Research

In ENAMARE I will integrate research on well-founded phenomena as rhythms and entrainment in an original interdisciplinary model explaining aesthetic component of experience functionality in sense-making and engagement. Unlike past studies, I will offer a deep study of the aesthetic implication in the processes through which we reappraise the environment and ourselves. The most innovative methodological aspect of this project is the implementation of the enactive approach in a model that links agent and environment. By doing this, I follow innovative lines of research proposed in Giovanna Colombetti’s The Feeling Body: Affective Science Meets the Enactive Mind, Schiavio et al.’s Enacting musical emotions, sense-making, dynamic systems and the embodied mind or Shaun Gallagher’s Enactivist Interventions: Rethinking the Mind.

In the last years, there has been a coming together between philosophy and neurosciences to consider aesthetic as a particular component of general perception, which constrains and conditions it in everyday life. Despite its big implications, there is still a lack of models addressing this ubiquitous influence of the aesthetic. This has been acknowledge by Pearce et al. and Mark Johnson on recent papers. Most of contemporary approaches to aesthetics either still dwell exclusively with artworks, lack a robust interdisciplinary framework, or have a narrow focus. This is the gap this project intends to fill.


The three main aspects addressed in this project are the following:

1. Aesthetics and perception

In the last decades, both the scope and the methodologies of research in aesthetics have widened significantly. There is a growing interest in studying aesthetics from interdisciplinary naturalist perspectives. This trend, often referred to as neo-pragmatist, thinks of the aesthetic as involved in general interactions between embodied agents and their environment.

2. Rhythm and entrainment

In ENAMARE rhythm and entrainment will be regarded as a dyad that enacts and conveys information back and forth between agent and environment. In line with John Dewey, rhythm is to be understood as the operation through which objects and events have their effect in experience, affording us the awareness of what we are doing and undergoing. For not only time-extended events, but also apparently static objects or quotidian events as social interactions are able to convey rhythms that affect our bodily rhythms.

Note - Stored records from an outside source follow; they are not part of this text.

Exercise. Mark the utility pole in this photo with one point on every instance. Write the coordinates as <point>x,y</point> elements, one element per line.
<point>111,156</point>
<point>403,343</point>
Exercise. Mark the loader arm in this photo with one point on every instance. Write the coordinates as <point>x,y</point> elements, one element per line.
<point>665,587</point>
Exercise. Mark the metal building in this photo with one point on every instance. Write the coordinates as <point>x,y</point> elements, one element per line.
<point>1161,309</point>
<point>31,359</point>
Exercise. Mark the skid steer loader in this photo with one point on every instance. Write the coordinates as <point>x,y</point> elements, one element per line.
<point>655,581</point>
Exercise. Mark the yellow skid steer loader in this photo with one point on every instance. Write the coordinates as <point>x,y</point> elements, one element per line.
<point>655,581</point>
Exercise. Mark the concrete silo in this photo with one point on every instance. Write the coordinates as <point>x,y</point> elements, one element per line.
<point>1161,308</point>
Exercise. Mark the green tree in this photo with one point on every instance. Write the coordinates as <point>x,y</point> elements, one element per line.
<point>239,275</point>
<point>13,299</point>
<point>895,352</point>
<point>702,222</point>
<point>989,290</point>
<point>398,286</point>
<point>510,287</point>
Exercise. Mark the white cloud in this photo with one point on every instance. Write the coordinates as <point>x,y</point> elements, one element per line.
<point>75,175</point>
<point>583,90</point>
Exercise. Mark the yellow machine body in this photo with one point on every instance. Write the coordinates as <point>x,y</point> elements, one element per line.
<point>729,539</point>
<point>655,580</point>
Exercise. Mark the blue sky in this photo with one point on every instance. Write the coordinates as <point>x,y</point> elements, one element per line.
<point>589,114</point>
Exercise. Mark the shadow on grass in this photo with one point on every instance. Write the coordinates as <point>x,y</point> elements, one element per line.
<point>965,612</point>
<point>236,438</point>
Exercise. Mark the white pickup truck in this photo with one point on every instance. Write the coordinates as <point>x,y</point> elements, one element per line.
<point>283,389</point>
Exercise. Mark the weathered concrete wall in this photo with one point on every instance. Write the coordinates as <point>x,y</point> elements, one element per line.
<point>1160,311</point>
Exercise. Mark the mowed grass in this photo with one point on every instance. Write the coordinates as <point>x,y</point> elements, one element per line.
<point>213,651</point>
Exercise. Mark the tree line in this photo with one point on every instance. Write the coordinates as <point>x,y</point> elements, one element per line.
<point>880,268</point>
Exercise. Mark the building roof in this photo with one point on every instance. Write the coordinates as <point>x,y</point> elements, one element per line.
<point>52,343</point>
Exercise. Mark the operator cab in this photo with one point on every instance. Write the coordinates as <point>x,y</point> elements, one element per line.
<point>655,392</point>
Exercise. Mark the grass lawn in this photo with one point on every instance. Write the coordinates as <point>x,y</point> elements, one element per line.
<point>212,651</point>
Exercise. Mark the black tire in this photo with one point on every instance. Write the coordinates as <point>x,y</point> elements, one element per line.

3. Enactive approach and dynamic systems theory

The enactive approach is part of the 4E models of cognition, which participate of the idea of perception as an emerging time extended process caused by a coupling between an agent and the environment. This stress on the temporal nature of sense-making and engagement processes typical of enactivism makes dynamical systems theory (DST) an extremely useful and synergic way to analyse cognitive processes. DST is a branch of mathematics used to study how systems maintain unity and generate patterns through reciprocal influence; that is, it seeks a flexible, time-dependent, and integrated view on processes characterizing them in their temporal evolution, not through static snapshots.